The latest report from the International Labor Organization points out, for example, that "the crisis has disproportionately affected low-paid workers, thus increasing wage inequalities. Studies have shown that in many countries the reduction in hours worked has impacted lower-skilled occupations - particularly those in lower-skilled jobs - more than higher-paying managerial and professional jobs. For some European countries, the report estimates that without wage subsidies 50% of the lowest paid workers would have lost about 17.3% of their wages, which is much more than the estimated 6.5% drop for all workers. As a result, the share of the total wage bill received by those in the poorest 50% of the wage distribution - a measure of inequality - would have fallen by about 3 percentage points, from 27 to 24% of total wages on average, while the the share of the upper half of the distribution would have risen from 73 to 76% ”. Even when the world closed and the economy stalled due to the pandemic, those earning the most continued to take an additional piece of the total wage pie. Continuing to widen the fork.

Not enough: according to data from the World Economic Forum last December, the average global wage for an adult worker is $ 23,380 per year, obviously net of the relevant statistical adjustments. However, the latest World Inequality Report explains that this figure obviously hides a completely collapsed system.

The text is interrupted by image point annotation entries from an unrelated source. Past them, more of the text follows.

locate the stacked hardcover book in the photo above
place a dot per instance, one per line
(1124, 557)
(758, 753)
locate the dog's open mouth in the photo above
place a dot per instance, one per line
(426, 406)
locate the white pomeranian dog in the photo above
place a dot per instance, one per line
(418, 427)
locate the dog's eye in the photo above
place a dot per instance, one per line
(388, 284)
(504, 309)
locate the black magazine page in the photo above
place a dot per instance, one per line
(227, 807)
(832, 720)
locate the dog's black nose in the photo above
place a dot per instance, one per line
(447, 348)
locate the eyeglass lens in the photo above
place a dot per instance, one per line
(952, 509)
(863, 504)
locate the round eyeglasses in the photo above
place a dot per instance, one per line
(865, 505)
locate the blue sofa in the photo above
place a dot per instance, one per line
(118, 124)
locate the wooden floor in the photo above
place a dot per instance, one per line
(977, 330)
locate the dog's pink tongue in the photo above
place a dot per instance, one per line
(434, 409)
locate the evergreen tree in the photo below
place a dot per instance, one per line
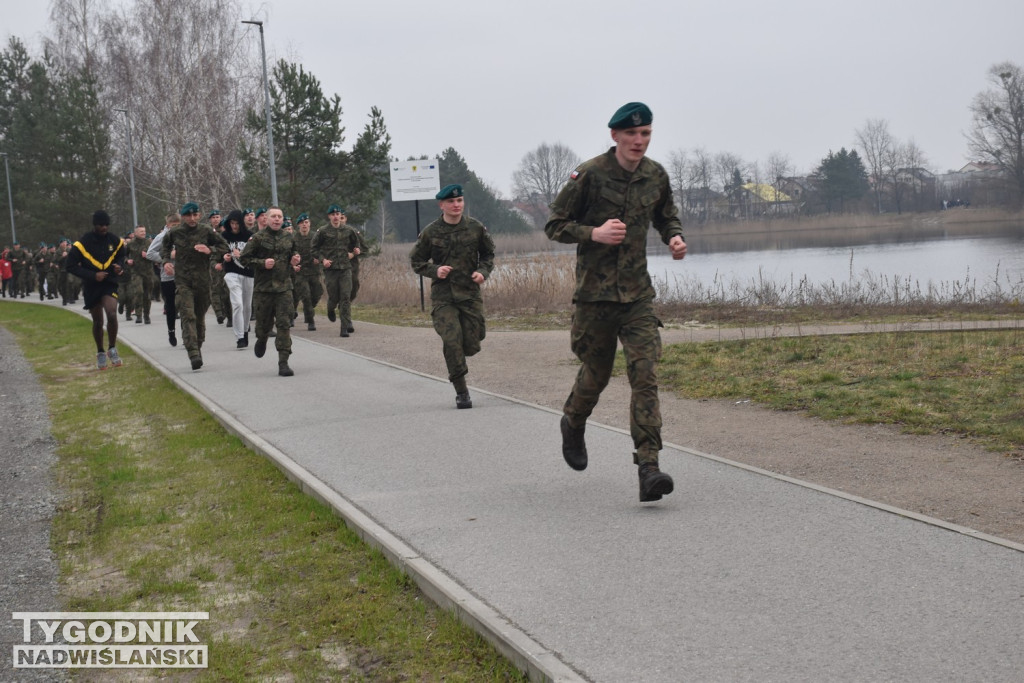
(57, 139)
(367, 178)
(842, 178)
(307, 138)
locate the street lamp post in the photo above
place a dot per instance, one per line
(269, 126)
(10, 200)
(131, 172)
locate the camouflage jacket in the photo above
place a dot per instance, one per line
(599, 189)
(335, 244)
(189, 265)
(467, 247)
(304, 248)
(139, 266)
(278, 245)
(18, 258)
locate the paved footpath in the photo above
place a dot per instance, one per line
(738, 575)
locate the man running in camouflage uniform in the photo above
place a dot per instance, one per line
(335, 245)
(140, 285)
(270, 254)
(458, 254)
(606, 209)
(194, 246)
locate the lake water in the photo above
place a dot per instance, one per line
(978, 261)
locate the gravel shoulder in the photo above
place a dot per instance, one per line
(945, 477)
(28, 567)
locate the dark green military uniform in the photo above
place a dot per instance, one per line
(613, 296)
(52, 271)
(62, 273)
(457, 304)
(192, 279)
(355, 262)
(272, 299)
(140, 285)
(337, 245)
(308, 289)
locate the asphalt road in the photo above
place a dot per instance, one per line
(738, 575)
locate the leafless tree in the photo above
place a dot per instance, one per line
(996, 133)
(77, 33)
(679, 171)
(542, 173)
(777, 168)
(878, 150)
(187, 72)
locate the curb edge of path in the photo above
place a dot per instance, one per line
(539, 663)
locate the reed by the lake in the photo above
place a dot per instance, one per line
(542, 283)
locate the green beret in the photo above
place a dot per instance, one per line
(449, 191)
(631, 116)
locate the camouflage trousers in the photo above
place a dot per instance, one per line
(355, 279)
(461, 328)
(596, 329)
(193, 301)
(139, 295)
(273, 309)
(307, 292)
(339, 295)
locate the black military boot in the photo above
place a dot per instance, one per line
(653, 483)
(462, 399)
(573, 445)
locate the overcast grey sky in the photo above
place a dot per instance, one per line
(496, 79)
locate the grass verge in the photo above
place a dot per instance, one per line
(164, 510)
(968, 382)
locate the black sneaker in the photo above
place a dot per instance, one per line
(653, 483)
(573, 445)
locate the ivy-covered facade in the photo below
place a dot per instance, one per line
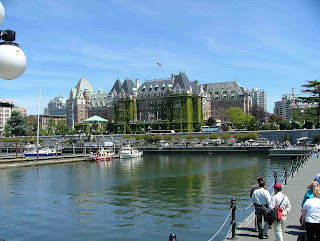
(174, 104)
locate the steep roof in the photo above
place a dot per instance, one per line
(182, 80)
(127, 86)
(83, 84)
(117, 86)
(223, 86)
(160, 83)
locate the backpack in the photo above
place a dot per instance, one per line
(274, 214)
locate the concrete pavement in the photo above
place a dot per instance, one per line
(295, 190)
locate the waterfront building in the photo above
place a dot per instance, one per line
(223, 96)
(79, 102)
(259, 98)
(172, 103)
(101, 104)
(21, 110)
(282, 107)
(5, 113)
(56, 106)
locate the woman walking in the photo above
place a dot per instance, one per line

The richest 10% of the population secures 52% of the global wage pie while the poorest half of the workers only get 8% of that hypothetical wage bill in their pockets. The result? The Pouyanné case is obviously one of many extremes. But on average an individual who has the fortune and talents to belong to that 10% earns an average of $ 122,100, a worker in the unlucky half of the audience just $ 3,920. If the gaze widens to wealth as a whole, that is, the possession of valuable goods and assets other than salary, the gap becomes even more disturbing: that 10% owns or controls 76% of global wealth. The poorest half is only 2%.

We could continue because obviously there is no lack of analyzes, reports and estimates, in one of the most studied economic areas. If not the most analyzed ever. On the other hand, what is still not very clear to that 10% is probably the awareness of belonging to a narrow range of privileged people (paid in any case disproportionately regardless of responsibility and ability, with salaries often unjustified even by the effectiveness of their leadership, suffice it. see recent moves by the wealthy Norwegian sovereign wealth fund). It is not a question of not defending oneself against instrumental accusations. It's about doing it right. And the right way would sometimes be at least a conscientious silence.